# Brand New 1998 Nissan NS18 question



## shanerain55 (Aug 10, 2010)

I am looking at buying a brand new, still in box, never ran 1998 Nissan NS18. The asking price is $1600.00 OBO. Any thoughts on if it is a good deal and also any precautions/preventative maintenance recommendations on buying a new motor that has sat up for that long? Additionally, does anyone (Brett, lol) know what the weight is on this motor for shipping? I have googled it, but have came up empty handed?

Thanks,
Shane


----------



## Brett (Jul 16, 2008)

specs from owners manual, page 6

pull the plugs and give it a small squirt of 2 stroke oil into each cylinder
then rotate the flywheel to lube the piston rings and cylinder walls.
Pull the lower unit and replace the impeller and water pump seals
if you're paranoid like I am. Grease everything again, check the lower unit
lube level, some are shipped empty to save weight.

http://www.nissanmarine.com/tech_talk/pdf_files/Nis9-9B_12C_15B_18C.pdf


----------



## shanerain55 (Aug 10, 2010)

Thanks Brett! I was able to find an advertised weight of 82lbs. I currently have the same motor, but a 9.9 hp and it pushes my 13 1/2 ft skiff pretty darn good. This one should run it really well.


----------



## shanerain55 (Aug 10, 2010)

PTT. What about the price? Does this sound like a decent deal? I have also been looking at a Mercury Sea Pro 25hp, but it is $2595.00 plus $210.00 shipped to my house. Any input would be appreciated. Thanks, Shane


----------



## noeettica (Sep 23, 2007)

Here is my take ...Change the carb on the 9.9 you will have a 15  not that far off from the 18 Then go to a 10 pitch prop ... 

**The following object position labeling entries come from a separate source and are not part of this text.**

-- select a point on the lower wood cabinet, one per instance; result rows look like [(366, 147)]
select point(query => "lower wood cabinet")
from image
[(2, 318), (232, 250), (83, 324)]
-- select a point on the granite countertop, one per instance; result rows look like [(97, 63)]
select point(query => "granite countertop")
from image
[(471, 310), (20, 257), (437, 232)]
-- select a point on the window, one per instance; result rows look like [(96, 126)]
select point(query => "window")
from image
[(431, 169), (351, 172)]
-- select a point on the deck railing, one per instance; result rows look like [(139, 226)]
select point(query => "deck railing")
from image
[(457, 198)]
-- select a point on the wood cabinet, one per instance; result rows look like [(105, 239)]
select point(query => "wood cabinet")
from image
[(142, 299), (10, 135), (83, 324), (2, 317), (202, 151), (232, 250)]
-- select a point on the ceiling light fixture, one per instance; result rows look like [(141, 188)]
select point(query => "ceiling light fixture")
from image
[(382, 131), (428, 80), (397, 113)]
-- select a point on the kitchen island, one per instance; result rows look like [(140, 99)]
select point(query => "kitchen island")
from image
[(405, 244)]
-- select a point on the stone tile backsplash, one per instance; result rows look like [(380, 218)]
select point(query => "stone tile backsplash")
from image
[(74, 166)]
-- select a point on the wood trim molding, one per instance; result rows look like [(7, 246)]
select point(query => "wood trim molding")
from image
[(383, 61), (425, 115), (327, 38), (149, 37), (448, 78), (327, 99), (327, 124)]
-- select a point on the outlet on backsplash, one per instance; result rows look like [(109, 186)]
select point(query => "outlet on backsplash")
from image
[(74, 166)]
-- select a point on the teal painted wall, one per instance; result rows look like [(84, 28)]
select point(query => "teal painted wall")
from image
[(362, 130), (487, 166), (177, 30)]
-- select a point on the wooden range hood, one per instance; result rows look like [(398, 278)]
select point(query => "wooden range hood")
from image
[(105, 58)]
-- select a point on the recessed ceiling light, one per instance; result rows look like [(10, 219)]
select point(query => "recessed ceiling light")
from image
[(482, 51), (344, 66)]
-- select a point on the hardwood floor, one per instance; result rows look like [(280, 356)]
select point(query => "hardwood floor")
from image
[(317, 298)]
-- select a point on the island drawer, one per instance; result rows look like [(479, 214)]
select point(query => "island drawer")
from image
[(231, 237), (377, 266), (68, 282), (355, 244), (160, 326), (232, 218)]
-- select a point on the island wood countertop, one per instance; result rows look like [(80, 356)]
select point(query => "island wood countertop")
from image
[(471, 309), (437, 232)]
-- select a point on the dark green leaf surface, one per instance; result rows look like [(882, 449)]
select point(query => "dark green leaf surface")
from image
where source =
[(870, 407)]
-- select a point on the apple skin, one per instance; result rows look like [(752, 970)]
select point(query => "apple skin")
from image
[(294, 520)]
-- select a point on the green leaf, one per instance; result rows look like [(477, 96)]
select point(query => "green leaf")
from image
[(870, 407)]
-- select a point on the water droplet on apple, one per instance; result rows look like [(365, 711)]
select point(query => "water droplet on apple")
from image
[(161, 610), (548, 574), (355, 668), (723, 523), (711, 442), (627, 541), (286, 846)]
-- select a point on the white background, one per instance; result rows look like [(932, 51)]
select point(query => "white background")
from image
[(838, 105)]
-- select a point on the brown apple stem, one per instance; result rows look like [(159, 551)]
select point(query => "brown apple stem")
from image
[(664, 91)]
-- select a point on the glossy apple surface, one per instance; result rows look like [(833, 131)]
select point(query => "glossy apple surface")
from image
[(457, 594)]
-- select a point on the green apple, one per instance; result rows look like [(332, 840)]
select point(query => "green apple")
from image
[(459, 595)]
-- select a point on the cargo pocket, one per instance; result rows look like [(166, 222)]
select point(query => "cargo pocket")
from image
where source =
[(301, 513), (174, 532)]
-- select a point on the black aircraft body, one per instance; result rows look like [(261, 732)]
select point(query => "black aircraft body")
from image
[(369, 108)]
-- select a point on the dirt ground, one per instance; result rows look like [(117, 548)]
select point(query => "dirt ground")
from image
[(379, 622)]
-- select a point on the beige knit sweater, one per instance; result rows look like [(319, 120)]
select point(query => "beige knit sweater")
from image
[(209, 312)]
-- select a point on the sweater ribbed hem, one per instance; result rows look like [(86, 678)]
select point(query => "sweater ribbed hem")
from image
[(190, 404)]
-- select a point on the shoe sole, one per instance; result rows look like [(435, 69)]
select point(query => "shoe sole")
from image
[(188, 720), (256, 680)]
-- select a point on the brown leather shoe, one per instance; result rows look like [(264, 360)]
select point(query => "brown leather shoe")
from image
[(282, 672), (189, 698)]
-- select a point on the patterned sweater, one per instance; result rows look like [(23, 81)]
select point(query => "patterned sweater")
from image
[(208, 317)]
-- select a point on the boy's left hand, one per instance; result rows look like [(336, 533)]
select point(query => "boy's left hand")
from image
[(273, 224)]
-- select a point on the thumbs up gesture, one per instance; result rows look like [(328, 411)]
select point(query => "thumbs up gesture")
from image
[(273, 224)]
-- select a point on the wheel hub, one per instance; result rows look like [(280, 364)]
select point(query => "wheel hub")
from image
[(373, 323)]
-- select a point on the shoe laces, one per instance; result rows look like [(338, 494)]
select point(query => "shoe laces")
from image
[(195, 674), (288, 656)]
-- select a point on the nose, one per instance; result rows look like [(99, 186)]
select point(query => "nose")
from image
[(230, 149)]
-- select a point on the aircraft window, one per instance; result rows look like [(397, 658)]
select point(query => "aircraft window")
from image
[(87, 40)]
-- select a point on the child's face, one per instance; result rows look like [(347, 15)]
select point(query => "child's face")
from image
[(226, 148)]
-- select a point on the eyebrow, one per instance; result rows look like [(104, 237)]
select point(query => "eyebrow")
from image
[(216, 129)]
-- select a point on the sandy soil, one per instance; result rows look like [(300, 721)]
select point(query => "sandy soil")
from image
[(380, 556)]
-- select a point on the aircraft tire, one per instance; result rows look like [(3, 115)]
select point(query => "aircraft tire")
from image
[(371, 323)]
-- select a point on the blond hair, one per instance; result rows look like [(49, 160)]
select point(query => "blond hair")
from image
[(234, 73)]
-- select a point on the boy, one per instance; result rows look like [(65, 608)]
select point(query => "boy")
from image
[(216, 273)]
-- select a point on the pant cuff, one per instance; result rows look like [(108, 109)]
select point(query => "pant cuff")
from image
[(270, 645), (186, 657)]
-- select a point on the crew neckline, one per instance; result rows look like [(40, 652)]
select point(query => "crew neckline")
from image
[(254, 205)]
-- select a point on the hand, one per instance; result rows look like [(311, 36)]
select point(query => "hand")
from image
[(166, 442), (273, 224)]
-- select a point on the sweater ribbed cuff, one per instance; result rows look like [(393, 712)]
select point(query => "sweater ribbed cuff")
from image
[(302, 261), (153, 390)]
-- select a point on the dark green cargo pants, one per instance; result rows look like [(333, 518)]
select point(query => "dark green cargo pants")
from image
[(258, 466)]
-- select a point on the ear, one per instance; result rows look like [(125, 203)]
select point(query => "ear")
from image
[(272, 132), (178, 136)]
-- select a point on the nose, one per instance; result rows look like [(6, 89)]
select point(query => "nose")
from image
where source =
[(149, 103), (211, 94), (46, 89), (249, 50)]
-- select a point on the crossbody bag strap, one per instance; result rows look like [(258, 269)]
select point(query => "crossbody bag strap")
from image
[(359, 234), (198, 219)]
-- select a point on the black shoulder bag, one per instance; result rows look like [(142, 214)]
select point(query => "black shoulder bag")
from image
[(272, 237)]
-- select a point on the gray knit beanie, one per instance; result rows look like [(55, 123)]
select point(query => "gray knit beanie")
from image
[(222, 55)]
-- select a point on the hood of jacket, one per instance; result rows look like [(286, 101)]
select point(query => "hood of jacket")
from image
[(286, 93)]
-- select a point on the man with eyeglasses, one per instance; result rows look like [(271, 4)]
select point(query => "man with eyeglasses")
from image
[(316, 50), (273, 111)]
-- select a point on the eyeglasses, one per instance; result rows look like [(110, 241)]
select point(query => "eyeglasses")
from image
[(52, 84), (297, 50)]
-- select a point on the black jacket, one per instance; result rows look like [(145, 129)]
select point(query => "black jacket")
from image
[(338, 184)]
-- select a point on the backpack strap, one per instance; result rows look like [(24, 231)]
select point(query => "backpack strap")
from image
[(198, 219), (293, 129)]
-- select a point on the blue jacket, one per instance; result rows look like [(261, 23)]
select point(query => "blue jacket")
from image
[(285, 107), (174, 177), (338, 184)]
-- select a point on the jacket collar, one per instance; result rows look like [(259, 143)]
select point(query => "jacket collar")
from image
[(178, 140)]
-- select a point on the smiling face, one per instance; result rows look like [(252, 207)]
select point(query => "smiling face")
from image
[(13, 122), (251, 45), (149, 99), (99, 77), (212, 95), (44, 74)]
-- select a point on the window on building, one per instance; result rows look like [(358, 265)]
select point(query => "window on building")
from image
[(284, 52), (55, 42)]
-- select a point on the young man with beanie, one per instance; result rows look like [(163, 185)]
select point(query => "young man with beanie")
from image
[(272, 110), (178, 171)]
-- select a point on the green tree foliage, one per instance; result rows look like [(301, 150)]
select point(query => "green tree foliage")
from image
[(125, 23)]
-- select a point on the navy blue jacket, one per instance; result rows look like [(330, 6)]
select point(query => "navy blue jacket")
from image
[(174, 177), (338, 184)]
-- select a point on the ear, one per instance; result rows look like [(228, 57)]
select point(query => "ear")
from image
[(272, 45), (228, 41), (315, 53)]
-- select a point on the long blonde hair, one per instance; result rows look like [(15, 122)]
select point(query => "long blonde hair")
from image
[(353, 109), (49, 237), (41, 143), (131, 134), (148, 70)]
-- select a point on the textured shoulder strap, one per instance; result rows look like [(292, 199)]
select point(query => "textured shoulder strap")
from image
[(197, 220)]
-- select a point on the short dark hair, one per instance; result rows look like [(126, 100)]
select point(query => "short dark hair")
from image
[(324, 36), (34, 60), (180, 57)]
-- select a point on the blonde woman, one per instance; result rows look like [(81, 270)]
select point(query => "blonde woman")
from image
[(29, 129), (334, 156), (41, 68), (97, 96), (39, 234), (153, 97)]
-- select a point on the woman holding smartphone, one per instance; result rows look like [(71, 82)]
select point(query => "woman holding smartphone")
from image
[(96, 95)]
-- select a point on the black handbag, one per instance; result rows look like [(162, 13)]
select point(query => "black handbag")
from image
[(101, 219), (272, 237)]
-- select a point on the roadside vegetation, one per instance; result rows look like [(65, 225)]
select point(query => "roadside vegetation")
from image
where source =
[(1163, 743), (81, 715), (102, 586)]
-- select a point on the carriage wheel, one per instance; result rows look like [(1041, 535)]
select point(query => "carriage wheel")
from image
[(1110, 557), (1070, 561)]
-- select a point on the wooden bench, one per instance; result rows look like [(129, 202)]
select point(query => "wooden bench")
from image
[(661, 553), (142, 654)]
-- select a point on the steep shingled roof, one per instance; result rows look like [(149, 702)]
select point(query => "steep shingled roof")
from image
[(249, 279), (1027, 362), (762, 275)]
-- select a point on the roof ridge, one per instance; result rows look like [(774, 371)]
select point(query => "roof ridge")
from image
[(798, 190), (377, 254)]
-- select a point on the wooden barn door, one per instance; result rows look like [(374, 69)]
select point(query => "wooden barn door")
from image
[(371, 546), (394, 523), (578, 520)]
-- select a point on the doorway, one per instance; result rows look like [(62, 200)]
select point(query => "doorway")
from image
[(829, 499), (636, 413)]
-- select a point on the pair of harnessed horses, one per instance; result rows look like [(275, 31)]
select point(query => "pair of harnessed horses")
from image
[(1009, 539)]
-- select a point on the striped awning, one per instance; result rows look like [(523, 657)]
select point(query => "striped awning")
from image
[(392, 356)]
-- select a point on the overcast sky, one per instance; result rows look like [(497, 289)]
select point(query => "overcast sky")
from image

But the 18 is a very desirable motor ...




> Thanks Brett! I was able to find an advertised weight of 82lbs. I currently have the same motor, but a 9.9 hp and  it pushes my 13 1/2 ft skiff pretty darn good. This one should run it really well.


----------



## levip (Dec 4, 2010)

noe theres more to making a 9.9 a 15 than that, the ports are also larger ... and id be willing to bet the timing curve is slightly different also ... 

gunner id say thats a pretty good deal provided it is TRUELY "new in the box" 

ill add to what brett said that you might wanna rebuild the carb but id check running quality first...


----------